Vouloir les fondre dans un même moule, c’est faire de la douceur une norme, et du silence une vertu. C’est faire taire, au nom du lien, des voix qui n’entrent pas dans la danse. C’est habiller la parole d’un costume de velours… en oubliant qu’il peut masquer une camisole.
Car non, la parole n’est pas violente parce qu’elle est ferme. Elle ne devient pas menaçante parce qu’elle résiste.
Ce qui est véritablement violent, parfois, c’est le refus d’admettre le conflit. Le refus de lui donner place. Le refus de le penser, de le dire, de l’habiter.
L’escrime oratoire : une pratique de lucidité.
L’escrime oratoire, loin des clichés sur la domination verbale ou la joute vaine, est une pratique de lucidité.
Elle ne joue pas à l’agressivité. Elle s’exerce à la clarté.
Elle renonce aux anesthésiants.
Elle ne cherche pas à réparer le monde — elle cherche à ne pas s’effacer dans ses plis. Et cela, déjà, est un geste de dignité.
Elle est un refus. Une manière d’être debout dans la parole.
Toute parole n’a pas vocation à réparer.
Il y a des moments pour apaiser, et d’autres pour tenir. Des temps pour écouter, et des temps pour répondre.

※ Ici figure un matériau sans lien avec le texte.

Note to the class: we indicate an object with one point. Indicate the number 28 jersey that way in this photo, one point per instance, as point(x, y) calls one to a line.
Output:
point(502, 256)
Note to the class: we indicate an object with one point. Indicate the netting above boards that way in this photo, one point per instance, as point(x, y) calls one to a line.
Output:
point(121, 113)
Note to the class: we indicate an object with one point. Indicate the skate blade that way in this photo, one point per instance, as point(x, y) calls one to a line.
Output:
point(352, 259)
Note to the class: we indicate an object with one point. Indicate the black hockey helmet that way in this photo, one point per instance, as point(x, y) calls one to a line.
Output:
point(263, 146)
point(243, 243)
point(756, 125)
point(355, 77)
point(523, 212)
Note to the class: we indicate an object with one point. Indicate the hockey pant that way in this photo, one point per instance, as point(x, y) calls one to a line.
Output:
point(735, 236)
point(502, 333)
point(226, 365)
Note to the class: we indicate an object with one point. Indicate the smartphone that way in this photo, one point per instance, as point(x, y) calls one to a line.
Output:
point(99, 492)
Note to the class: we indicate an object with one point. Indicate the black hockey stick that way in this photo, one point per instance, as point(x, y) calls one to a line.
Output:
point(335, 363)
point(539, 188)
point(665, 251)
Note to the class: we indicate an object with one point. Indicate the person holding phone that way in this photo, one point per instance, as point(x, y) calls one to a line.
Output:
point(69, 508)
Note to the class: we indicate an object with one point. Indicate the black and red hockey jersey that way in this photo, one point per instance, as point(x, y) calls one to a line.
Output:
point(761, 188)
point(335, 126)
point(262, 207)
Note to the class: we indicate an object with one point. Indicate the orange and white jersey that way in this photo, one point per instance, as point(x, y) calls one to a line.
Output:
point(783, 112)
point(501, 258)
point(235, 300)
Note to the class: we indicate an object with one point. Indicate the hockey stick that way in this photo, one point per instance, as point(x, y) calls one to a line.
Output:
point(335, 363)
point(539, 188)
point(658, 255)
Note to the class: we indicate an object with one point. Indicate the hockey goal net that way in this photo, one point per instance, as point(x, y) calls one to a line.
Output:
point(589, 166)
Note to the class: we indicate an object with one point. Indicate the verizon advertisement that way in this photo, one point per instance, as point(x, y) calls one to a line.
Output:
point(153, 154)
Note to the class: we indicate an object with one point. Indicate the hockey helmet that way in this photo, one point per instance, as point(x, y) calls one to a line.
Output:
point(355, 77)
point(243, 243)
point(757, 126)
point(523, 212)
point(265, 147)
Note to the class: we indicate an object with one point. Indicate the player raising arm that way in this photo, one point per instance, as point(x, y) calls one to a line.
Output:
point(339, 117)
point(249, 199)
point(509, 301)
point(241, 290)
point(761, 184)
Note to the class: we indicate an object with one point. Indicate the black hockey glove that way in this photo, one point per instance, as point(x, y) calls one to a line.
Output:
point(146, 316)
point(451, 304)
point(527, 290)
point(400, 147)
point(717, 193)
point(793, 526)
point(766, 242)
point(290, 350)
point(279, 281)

Toute parole n’a pas vocation à réparer. Toute situation ne réclame pas une entente. Il arrive que l’on doive parler non pour plaire, ni pour convaincre, mais pour résister — à l’effacement, à la dilution, à la parole molle des temps pacifiés de force.
L’escrime oratoire ne s’oppose pas à la paix. Elle s’oppose à la paix factice.
Elle ne méprise pas l’empathie. Elle s’en méfie, lorsqu’elle devient injonction.
Elle n’est pas un refus de l’autre, mais un refus de l’obligation d’accord.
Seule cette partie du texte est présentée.